Con el Abc de lado

Le va a costar a Guaraní. No va a ser sencillo repetir lo de la temporada anterior. En un partido, tiene relevancia el cómo se va a ganar; también los intérpretes, y ante la ausencia de ambas variables hay otro factor insoslayable: el carácter. Ayer quedó demostrado que todavía se deben unir varios eslabones en este equipo, que aún hay que buscar la pieza exacta para cada movimiento. Sólo así comenzará a caminar en este Argentino B, que hoy por hoy es un karma.
La derrota 3-2 con Sarmiento de Santiago del Estero no fue sorpresiva. En el primer tiempo, fue el visitante el que manejó la batuta, con un mediocampo compacto y solidario. Así, los principales nombres de la Franja estuvieron absorbidos, mientras que quienes pisaron por primera vez el Clemente Argentino Fernández de Oliveira se mostraron atados.
Y Sarmiento, frío, observó que el escenario se le presentaba favorable y en tres minutos se puso 2-0. Fue entre los 36′ y los 39 de la parte inicial cuando el invitado facturó, con marcada colaboración de la defensa local.
Primero fue Diego Manquez el que recibió la habilitación cómoda de Pablo Ledesma (a éste le llegó el balón de un lateral) y definió con tranquilidad frente al achique de Ponzio. Y posteriormente Javier Peyla combinó potencia con precisión a la salida de un tiro libre, pero la escasa resistencia de la barrera terminó por confundir al propio arquero franjeado, quien vio cómo el balón se coló rasante en la red.
El segundo fue una clara muestra de cómo estaba Guaraní en esa primera parte. Sarmiento jugó equivocado un tiro libre y, en su afán por robar el balón, Andrusyzsyn volvió a cometer la falta. De ese remate llegó el tanto, que obligó a Hugo Castillo a replantear las cosas para el complemento.
Guaraní logró parchar las grietas y en el amanecer del segundo tiempo el Pájaro Juárez envió a la red un centro-asistencia de López García. Las cosas se equilibraron debido a que Sarmiento apostó exclusivamente a la contra y calmó sus energías. Sin ser superior, el local halló una luz cuando Bichi tuvo aire y lo buscó a Bianchini. En uno de esos intentos, el zurdo de 25 de Mayo encontró como destinatario a Juárez, quien fue protagonista exclusivo del empate: le cometieron la falta y de ese tiro libre en el borde del área, sacó un remate bajo al primer palo para intentar que se escriba otro partido.
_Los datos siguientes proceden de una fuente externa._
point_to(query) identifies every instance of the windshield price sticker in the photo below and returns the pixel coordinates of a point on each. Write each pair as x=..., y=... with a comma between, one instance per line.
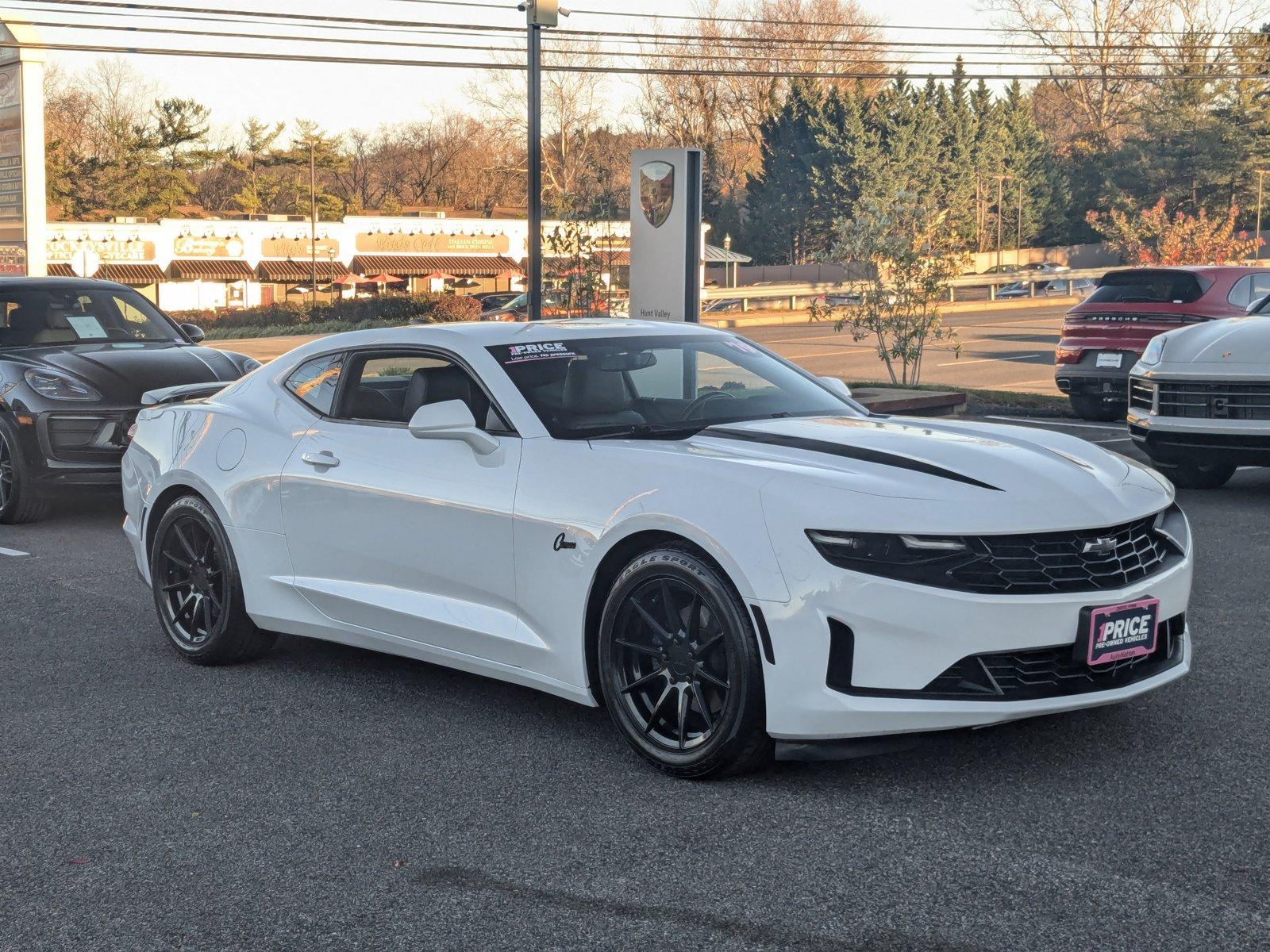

Fue un espejismo. Cinco minutos después regresaron las lagunas y en una contra, fue De Marco el que le dio el triunfo a Sarmiento, completamente solo, tras el rebote de Ponzio ante el remate de Ledesma.
Lo que siguió fue poco, poquito… Algunos jugadores cansados, Sarmiento bien posicionado y férreo en la marcación. Guaraní debía perder y así ocurrió (fue la tercera derrota consecutiva como local si se cuenta las del Pentagonal). No aprovechó el envión anímico del empate y titubeó en el momento menos indicado.
Recién comienza el torneo, aunque paradójicamente, y después de mucho tiempo, prevalecieron los silbidos ante los aplausos en la retirada, cuando las cosas estaban sentenciadas.